Friday, May 22, 2009

The Adventures of Tom Sawyer


Alienating Literature Lovers Everywhere
I’m resisting the urge to choose John Milton’s Paradise Lost. By that statement, I just lost credibility with all Brit Lit canon lovers.


PL was my first instinct because I had to take a semester-long Milton class in grad school and found PL needlessly long and the language inaccessible (the impatience of a hopeless American lit reader). However, I did not pick PL as my "great book but not to me" choice today because:
- the scope of the work is so magnificent, and that has to count for something.
- Milton became completely blind sometime around 1652. PL was not published till 1667, so it’s safe to say at least a bulk of the work was done through dictation, making the lyricism of the poem even more impressive.
- he is considered by some to have ushered in the Romantic movement. You can’t disqualify groundbreakers.


So Then...
So then what should be allowed in the canon? I think it has to be something that impacts society with its message and its form.

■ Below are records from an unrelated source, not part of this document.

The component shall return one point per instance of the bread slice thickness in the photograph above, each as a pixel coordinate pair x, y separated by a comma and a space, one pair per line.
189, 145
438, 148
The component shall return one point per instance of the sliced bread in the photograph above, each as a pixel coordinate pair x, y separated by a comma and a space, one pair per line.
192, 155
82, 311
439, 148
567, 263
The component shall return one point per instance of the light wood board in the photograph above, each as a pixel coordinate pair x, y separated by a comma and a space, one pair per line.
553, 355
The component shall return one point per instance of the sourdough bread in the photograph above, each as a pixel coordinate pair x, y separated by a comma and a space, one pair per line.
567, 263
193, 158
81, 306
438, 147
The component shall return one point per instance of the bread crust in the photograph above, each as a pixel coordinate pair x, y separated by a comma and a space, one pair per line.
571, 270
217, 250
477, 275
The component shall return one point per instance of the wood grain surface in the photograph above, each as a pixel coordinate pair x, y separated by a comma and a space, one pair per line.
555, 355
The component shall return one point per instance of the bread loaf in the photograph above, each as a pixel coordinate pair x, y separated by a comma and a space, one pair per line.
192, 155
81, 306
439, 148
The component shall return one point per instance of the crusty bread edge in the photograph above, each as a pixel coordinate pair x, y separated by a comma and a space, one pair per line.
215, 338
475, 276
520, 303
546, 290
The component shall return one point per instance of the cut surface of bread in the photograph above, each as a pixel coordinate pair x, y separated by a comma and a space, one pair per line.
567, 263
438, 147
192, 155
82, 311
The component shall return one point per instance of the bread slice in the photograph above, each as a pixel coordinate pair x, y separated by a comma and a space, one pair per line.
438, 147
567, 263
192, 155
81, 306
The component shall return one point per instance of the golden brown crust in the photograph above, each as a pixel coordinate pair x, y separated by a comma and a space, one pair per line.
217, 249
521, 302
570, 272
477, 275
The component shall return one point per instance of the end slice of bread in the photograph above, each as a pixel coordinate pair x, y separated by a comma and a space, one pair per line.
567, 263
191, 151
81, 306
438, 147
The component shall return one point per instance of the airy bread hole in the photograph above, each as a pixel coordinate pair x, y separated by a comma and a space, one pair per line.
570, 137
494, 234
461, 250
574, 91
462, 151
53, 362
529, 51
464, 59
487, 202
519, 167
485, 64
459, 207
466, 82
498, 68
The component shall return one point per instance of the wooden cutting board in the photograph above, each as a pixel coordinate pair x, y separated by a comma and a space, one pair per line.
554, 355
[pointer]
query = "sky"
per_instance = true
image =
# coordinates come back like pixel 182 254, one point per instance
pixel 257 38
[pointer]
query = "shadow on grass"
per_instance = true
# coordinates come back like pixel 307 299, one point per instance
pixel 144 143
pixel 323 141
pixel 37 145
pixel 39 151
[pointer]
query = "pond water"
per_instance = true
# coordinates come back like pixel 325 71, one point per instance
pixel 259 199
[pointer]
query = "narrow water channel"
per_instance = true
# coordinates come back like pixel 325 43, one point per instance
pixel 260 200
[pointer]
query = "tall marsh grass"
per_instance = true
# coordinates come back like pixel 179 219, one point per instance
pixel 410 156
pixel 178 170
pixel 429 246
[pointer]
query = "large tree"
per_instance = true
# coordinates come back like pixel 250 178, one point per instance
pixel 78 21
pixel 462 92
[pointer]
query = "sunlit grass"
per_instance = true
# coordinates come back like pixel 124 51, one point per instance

So what shouldn’t be in the canon? I would postulate: books that don’t accomplish the aforementioned. My pick for the day…

Now to Alienate the American Lit Fans (and My Fellow Missourians)
The Adventures of Tom Sawyer. I love Twain’s witty one-liners, and his short stories are entertaining. But is all his work just that—entertaining? While entertainment may be a great criterion for picking your next beach book, selection for the canon should involve something more worthwhile.




My issue is that Tom Sawyer is plot-rich and humorous, but that’s about it (to me). I’ll go a step farther and say I’m not even entirely impressed with Adventures of Huckleberry Finn either. Once you’ve read one, you’ve as much as read the other (minus heavier racial issues in Finn and what some would call satire of American bigotry). While I grant that we see young characters faced with moral choices, wouldn’t that be said for any coming-of-age story? How is Tom Sawyer or Huck Finn any better than any other bildungsroman (fun lit term of the day)?

My Opponents Would Say…
Twain’s novels, by virtue of their context, involve heavy race relations issues. But that’s just it—it’s a matter of context. Any work written in that setting would naturally address those issues. Some would say Twain’s work is important because it set the pace for other American writers to begin exploring race relations in America. But that can’t be true because it disregards the many slave narratives and fiction such as Uncle Tom’s Cabin.

All in All
Ultimately I suppose I will always just think of Twain’s work as “just good books.” Nothing wrong with that for juvenile fiction, but I think that’s a far cry from living up to all the hype of America’s first great writer.